A superintendent-commissioned report on issues dealing with race and racism in Loudoun County Public Schools found students complaining about frequent use of the N-word and teachers lacking racial literacy.
Earlier this year, LCPS Superintendent Eric Williams announced that he had hired national consulting firm The Equity Collaborative to draft a systemic assessment of racial equity within the school system.
The 23-page draft report was presented to the LCPS School Board's Ad Hoc Committee on Equity over the summer. After conducting a number of interviews and focus groups with students, faculty, staff and parents at 24 Loudoun County schools, authors of the report observed, "Despite efforts from the division, school site staff, specifically principals and teachers, indicate a low level of racial consciousness and racial literacy."
Though educator groups expressed "a desire to recruit and hire diverse school staff that reflect student racial and language backgrounds," the report states, policies and practices within LCPS regarding discipline "disproportionately negatively impact students of color, particularly Black/African-American students."
Members of student focus groups were quoted reporting numerous instances when English-learning students, African Americans, Latinx and Muslim students encountered racial insults or slurs during school hours. All quotes from students were kept anonymous.
"The N-word gets used ALL the time here," one student said of their school.
"One of my teachers told me to go back to my country. I was in shock. I was born here," another shared.
The report states students that experience racial incidents rarely tell their parents about them and trust only a few school-based personnel with concerns regarding race.
"This draft report serves as a call for additional action," Williams wrote to the Ad Hoc Committee on Equity in June. "We must make it clear throughout Loudoun County Public Schools that we reject this painful, racist language that encourages discrimination, hatred, and violence. Addressing these needs and others identified in the report will allow us to better fulfill our mission of empowering all students to make meaningful contributions to the world."

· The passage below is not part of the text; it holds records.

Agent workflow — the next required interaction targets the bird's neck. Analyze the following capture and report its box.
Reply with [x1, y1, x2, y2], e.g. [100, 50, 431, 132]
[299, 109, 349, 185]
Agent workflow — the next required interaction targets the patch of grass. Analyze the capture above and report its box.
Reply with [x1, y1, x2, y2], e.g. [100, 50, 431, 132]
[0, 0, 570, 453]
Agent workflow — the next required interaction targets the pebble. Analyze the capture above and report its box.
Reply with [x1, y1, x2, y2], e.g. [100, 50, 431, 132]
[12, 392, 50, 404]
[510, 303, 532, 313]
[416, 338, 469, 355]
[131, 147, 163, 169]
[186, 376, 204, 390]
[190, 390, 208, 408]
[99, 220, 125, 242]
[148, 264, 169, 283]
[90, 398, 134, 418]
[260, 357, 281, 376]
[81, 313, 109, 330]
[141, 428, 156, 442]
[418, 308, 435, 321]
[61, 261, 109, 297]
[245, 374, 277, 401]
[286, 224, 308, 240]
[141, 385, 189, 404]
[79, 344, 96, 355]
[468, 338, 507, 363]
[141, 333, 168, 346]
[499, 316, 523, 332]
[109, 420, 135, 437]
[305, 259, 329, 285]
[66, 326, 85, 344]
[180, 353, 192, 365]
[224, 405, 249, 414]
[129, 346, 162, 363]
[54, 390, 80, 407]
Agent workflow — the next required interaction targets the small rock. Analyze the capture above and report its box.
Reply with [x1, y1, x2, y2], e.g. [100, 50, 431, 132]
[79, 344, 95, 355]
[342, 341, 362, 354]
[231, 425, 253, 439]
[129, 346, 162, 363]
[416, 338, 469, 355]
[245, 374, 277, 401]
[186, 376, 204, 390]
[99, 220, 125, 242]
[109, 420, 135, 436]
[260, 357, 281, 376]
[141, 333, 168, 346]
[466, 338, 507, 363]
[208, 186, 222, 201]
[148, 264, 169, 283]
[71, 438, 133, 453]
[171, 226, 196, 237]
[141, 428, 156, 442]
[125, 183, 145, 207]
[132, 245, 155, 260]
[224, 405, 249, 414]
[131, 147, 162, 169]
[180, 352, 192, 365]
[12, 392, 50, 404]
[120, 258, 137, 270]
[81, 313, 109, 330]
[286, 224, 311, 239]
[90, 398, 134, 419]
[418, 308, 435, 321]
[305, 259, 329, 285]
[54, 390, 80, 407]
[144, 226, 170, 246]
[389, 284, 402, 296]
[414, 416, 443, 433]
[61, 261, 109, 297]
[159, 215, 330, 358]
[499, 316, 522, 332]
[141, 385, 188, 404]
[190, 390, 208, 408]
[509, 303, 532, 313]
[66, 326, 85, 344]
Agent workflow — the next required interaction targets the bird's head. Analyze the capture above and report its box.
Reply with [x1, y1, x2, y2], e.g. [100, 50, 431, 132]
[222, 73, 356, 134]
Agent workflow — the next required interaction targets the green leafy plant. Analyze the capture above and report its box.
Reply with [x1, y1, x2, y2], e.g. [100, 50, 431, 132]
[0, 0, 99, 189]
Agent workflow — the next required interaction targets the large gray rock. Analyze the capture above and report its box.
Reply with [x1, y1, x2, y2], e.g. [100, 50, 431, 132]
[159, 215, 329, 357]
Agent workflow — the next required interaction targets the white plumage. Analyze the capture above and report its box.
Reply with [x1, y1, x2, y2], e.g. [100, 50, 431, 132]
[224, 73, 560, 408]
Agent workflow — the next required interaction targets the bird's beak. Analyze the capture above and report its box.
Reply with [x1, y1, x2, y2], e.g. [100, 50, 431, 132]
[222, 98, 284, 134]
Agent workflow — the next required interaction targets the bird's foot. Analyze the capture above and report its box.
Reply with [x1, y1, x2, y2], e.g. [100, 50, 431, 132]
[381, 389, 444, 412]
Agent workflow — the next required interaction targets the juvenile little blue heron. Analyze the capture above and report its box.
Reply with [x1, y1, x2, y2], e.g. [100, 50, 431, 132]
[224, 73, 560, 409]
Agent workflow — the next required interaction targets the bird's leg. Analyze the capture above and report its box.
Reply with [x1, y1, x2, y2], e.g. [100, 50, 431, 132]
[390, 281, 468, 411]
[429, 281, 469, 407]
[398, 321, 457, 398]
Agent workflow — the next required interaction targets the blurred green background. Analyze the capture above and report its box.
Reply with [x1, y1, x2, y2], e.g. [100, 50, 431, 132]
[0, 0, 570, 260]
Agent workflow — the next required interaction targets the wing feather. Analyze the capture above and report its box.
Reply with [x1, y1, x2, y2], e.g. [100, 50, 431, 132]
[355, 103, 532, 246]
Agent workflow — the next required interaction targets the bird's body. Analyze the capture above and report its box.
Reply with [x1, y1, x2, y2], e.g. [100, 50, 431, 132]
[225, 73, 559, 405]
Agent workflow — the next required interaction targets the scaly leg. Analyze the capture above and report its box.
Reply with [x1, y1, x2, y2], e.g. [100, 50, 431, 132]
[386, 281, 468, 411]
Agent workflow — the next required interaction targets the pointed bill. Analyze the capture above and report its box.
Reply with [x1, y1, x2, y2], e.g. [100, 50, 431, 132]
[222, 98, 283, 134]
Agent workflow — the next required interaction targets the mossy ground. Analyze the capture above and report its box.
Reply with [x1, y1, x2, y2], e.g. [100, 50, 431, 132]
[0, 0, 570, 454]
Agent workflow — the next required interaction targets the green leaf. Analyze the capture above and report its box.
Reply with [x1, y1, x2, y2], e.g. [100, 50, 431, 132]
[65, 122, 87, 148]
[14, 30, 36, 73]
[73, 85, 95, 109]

Still, Loudoun NAACP President Michelle Thomas and past president Phillip Thompson said the draft merely confirmed issues that have been evident in LCPS schools for years.
Thompson called for Williams' resignation – something he's consistently done in recent months – saying that the superintendent has let issues within the schools go unchecked too long.
"Dr. Williams needs to go," he said. "New leadership needs to be brought into Loudoun County Public Schools."
Thomas said, "The independent assessment that was done for equity did not reveal anything that the NAACP had not been telling Loudoun County Public Schools for the last two decades.” She added, “While Superintendent Williams wrote a very strong statement that was encouraging, that was forward-thinking and it totally was appropriate, because he had the data to back up such a strong statement, he probably felt a little more comfortable calling out things like white supremacy and talking about the dismantling of systemic racism. That's the language of the NAACP, and now it's being validated and backed up by data."
Thompson, the past president, asked for local government officials to break their silence on the issue.
"I challenge all of them to come out with statements saying something about this, from [U.S. Rep.] Jennifer Wexton down to members of our Leesburg Town Council. They've all been silent. This is unacceptable. It needs to be brought up," he said. "We've brought these issues to LCPS on numerous occasions. I've stood in front of that School Board and explained different things that have gone on. You wouldn't think this kind of crap would go on in 2019, but it's alive and well in Loudoun County Public Schools. It's extremely disheartening."
Thomas said one step the NAACP plans to take is to hold a series of town hall meetings in which members of the public can confront the issue of racial inequity in Loudoun schools. The first such event is planned for November.
In the meantime, Thomas hopes that LCPS will take the necessary measures to "implement the suggestions that they already have in hand," such as updating the curriculum to accurately discuss and portray the experiences of minorities and other misrepresented people groups. She also suggests planning field trips to destinations within the county that aim to educate visitors on the struggles of these people groups, including the Loudoun Freedom Center, which she founded.
"I'm hoping that they would take this seriously and begin to implement solutions and steps to dismantle racism that they've already been given," Thomas said.